Role Overview
We are looking for a Senior Data Engineer to design, build, and optimize data pipelines and data integration solutions across our regional data platforms. This role will work closely with business, project teams, and technical stakeholders to turn complex data requirements into scalable engineering solutions using modern Big Data and cloud technologies.
Key Responsibilities
Data Engineering & Pipeline Development
- Design, develop, and maintain end-to-end data pipelines for batch and real-time processing.
- Build and optimize ETL/ELT workflows across various data sources.
- Perform data profiling, cleansing, transformation, mapping, and lineage documentation.
Data Quality & Optimization
- Monitor, troubleshoot, and enhance pipeline performance, reliability, and efficiency.
- Implement and enforce best practices for data quality, error handling, auditing, and lifecycle management.
Technical Delivery & Collaboration
- Analyse business and technical requirements and translate them into scalable engineering solutions.

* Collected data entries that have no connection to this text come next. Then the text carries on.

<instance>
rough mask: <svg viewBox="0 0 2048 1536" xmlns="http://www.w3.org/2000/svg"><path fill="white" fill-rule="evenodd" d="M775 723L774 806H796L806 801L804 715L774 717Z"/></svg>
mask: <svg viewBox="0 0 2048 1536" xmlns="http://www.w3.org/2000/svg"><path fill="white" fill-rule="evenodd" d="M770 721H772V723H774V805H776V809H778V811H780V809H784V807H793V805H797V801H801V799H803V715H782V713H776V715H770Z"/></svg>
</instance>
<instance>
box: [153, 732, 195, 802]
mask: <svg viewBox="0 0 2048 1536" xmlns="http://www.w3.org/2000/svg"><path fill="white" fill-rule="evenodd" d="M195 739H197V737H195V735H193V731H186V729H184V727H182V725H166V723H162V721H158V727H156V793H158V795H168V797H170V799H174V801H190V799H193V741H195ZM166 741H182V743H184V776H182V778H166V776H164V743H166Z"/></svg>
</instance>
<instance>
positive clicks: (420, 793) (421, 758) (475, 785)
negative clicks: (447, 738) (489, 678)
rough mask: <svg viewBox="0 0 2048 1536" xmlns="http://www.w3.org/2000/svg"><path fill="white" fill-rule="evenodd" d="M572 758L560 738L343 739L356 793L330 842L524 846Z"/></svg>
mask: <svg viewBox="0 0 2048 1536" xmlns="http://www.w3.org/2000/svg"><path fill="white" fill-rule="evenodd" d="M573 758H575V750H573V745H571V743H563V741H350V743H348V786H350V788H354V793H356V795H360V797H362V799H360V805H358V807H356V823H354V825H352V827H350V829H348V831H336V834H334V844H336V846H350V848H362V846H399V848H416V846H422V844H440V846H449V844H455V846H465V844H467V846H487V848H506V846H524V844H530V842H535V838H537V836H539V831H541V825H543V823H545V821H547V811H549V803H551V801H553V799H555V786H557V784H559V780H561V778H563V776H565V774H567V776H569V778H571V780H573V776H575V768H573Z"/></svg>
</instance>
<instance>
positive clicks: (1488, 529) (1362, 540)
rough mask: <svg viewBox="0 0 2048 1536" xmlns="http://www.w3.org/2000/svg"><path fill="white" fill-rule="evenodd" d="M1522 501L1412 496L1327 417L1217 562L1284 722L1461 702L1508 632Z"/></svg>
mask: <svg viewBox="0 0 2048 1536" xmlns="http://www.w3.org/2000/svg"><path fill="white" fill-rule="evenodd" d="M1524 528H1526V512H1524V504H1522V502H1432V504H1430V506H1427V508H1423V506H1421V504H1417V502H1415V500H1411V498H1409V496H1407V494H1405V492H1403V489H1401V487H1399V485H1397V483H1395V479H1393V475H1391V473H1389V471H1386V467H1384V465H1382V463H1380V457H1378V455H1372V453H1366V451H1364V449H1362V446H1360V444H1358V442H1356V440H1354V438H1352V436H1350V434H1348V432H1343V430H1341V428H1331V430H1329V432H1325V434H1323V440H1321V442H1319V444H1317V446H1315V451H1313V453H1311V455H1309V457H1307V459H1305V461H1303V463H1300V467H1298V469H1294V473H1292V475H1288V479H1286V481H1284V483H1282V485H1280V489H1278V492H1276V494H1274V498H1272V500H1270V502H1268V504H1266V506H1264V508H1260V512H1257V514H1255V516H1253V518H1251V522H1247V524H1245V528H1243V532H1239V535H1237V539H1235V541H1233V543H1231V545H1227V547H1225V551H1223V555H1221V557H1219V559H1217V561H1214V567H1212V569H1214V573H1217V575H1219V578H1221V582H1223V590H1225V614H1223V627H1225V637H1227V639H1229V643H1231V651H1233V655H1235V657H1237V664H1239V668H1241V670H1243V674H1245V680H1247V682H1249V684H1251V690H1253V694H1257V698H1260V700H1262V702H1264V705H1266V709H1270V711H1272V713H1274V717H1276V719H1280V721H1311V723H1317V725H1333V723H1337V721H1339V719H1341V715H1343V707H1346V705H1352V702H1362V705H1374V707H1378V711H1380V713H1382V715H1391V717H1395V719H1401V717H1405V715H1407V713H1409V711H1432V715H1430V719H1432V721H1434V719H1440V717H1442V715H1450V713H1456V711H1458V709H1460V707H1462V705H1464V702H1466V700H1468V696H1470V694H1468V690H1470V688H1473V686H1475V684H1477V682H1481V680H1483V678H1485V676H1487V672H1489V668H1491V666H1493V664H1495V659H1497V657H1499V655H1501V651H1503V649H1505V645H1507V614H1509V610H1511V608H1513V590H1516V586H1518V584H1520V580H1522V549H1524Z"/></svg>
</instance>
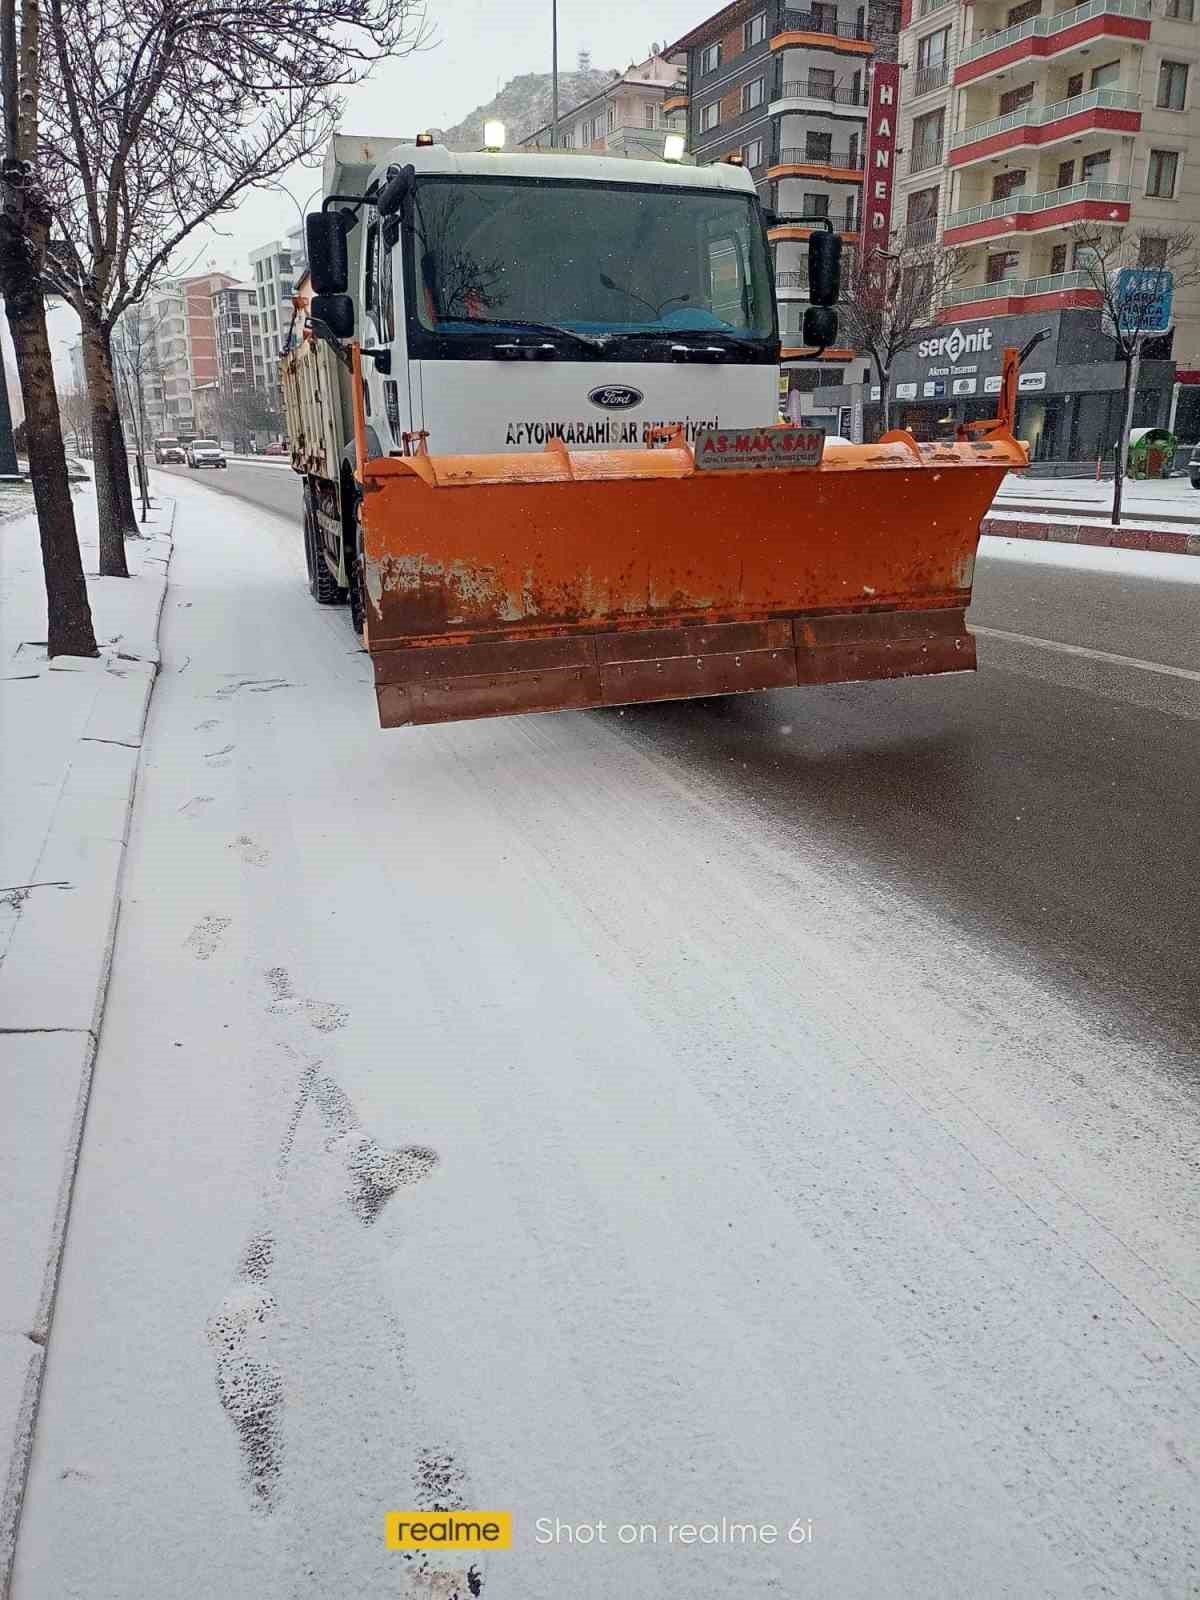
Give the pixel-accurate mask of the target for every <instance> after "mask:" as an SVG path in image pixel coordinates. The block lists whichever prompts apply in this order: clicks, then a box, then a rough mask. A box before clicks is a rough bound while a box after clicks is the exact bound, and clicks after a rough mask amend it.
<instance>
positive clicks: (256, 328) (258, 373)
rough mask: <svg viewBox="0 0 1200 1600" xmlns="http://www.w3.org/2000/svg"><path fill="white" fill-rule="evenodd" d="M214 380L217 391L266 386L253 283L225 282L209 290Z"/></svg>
mask: <svg viewBox="0 0 1200 1600" xmlns="http://www.w3.org/2000/svg"><path fill="white" fill-rule="evenodd" d="M213 328H214V330H216V382H218V389H219V390H221V394H235V392H238V390H242V389H264V387H266V365H264V355H262V339H261V336H259V330H258V291H256V288H254V285H253V283H227V285H222V286H219V288H216V290H214V291H213Z"/></svg>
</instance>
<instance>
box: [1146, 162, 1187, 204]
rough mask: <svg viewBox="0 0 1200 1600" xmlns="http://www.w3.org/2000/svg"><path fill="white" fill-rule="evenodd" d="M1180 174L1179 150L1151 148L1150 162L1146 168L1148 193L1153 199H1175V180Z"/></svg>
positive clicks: (1163, 199)
mask: <svg viewBox="0 0 1200 1600" xmlns="http://www.w3.org/2000/svg"><path fill="white" fill-rule="evenodd" d="M1178 174H1179V152H1178V150H1150V162H1149V166H1147V170H1146V194H1147V195H1149V197H1150V198H1152V200H1174V182H1176V178H1178Z"/></svg>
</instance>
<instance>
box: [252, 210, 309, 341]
mask: <svg viewBox="0 0 1200 1600" xmlns="http://www.w3.org/2000/svg"><path fill="white" fill-rule="evenodd" d="M250 272H251V277H253V278H254V294H256V298H258V325H259V333H261V336H262V347H264V354H266V357H267V358H269V360H270V362H274V358H275V357H277V355H278V352H280V350H282V349H283V347H285V344H286V342H288V338H293V339H294V338H298V336H299V328H298V326H293V315H291V312H293V306H291V294H293V290H294V286H296V277H298V275H299V274H298V272H296V267H294V262H293V256H291V248H290V246H288V245H286V243H285V242H283V240H278V238H275V240H272V242H270V243H269V245H261V246H259V248H258V250H251V251H250Z"/></svg>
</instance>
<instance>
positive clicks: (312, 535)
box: [304, 490, 346, 605]
mask: <svg viewBox="0 0 1200 1600" xmlns="http://www.w3.org/2000/svg"><path fill="white" fill-rule="evenodd" d="M317 534H318V530H317V518H315V515H314V512H312V496H310V494H309V491H307V490H306V491H304V565H306V566H307V570H309V594H310V595H312V598H314V600H315V602H317V605H341V603H342V600H344V598H346V594H344V592H342V590H341V589H339V587H338V581H336V578H334V576H333V573H331V571H330V566H328V562H326V560H325V557H323V554H322V550H320V544H318V539H317Z"/></svg>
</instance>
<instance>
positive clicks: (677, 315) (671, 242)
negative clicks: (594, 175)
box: [406, 178, 776, 360]
mask: <svg viewBox="0 0 1200 1600" xmlns="http://www.w3.org/2000/svg"><path fill="white" fill-rule="evenodd" d="M408 250H410V261H408V262H406V282H408V288H410V293H408V296H406V298H408V304H410V307H411V310H410V338H411V339H413V342H414V344H416V346H418V349H416V350H414V354H419V355H443V357H445V355H450V357H462V355H470V354H482V355H486V354H490V350H491V349H493V347H494V344H496V342H499V341H504V339H512V338H514V334H520V331H522V328H525V333H526V334H528V336H533V334H534V333H536V336H538V338H541V336H546V338H550V339H554V336H555V334H562V336H565V338H566V339H568V341H570V354H571V357H573V358H578V357H579V355H586V354H587V350H592V352H594V354H595V355H602V354H603V352H605V350H606V349H608V347H610V346H613V344H618V342H621V344H622V349H621V355H622V358H624V357H627V355H629V346H630V344H635V342H637V341H638V339H646V341H650V342H651V344H653V342H654V341H658V342H659V347H661V341H662V339H667V338H672V339H677V338H686V336H709V338H717V336H720V338H722V341H725V342H733V341H736V344H734V349H736V346H738V344H741V346H744V347H746V352H747V355H750V358H755V360H766V358H773V352H771V349H770V347H771V346H773V341H774V338H776V333H774V301H773V296H771V286H770V275H768V262H766V246H765V242H763V229H762V221H760V214H758V208H757V205H755V202H754V197H752V195H744V194H730V192H726V190H717V189H654V187H650V186H646V187H637V186H630V184H597V182H562V181H557V179H555V181H530V179H526V181H515V179H478V178H472V179H424V181H421V182H419V184H418V187H416V194H414V205H413V224H411V229H410V230H408ZM493 323H494V325H496V331H494V333H493V331H491V328H490V326H488V325H493ZM531 330H533V333H531ZM573 333H574V334H582V336H586V338H587V339H589V341H590V342H587V344H582V342H581V341H579V339H574V341H571V334H573ZM480 341H483V347H482V349H480ZM651 354H653V352H651Z"/></svg>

- Work closely with infrastructure, security, and project teams across group and local markets.
- Support testing activities: prepare test data, create test scripts, and participate in UAT cycles.
Innovation & Continuous Improvement
- Evaluate and adopt new data engineering tools, cloud solutions, and emerging technologies (Azure, AWS, Spark, Databricks, Python, etc.).
- Contribute to the development of internal frameworks, coding standards, and engineering best practices.
Key Performance Indicators
- Quality and reliability of data pipelines and transformations delivered.
- Level of technical proficiency in Big Data and cloud platforms.
- Ability to convert business requirements into usable, scalable solutions.
- Adoption of new tools and technologies that strengthen the overall data platform.
Who You'll Work With
- Group Infrastructure, Security & Operations teams
- Group and Local IT project teams
- Business users across multiple countries
- External vendors and service providers
Requirements
Education & Experience
- Bachelor's degree in Computer Science, IT, Engineering, or related field.
- 5+ years experience in data engineering, data warehousing, or large-scale data environments.
- 35 years hands-on experience with Big Data technologies such as:
- Azure or AWS Big Data stack
- Hadoop, Hive, HBase, Spark, Sqoop, Kafka, Spark Streaming
Technical Skills
- Strong ETL/ELT development experience using Python, Scala, Java, SQL, or R.
- Solid understanding of data modelling (relational, data warehouse, data mart).
- Experience with Azure Databricks for ETL/ELT and big data analytics is highly preferred.
- Familiarity with data management frameworks, data lifecycle processes, and modular development principles.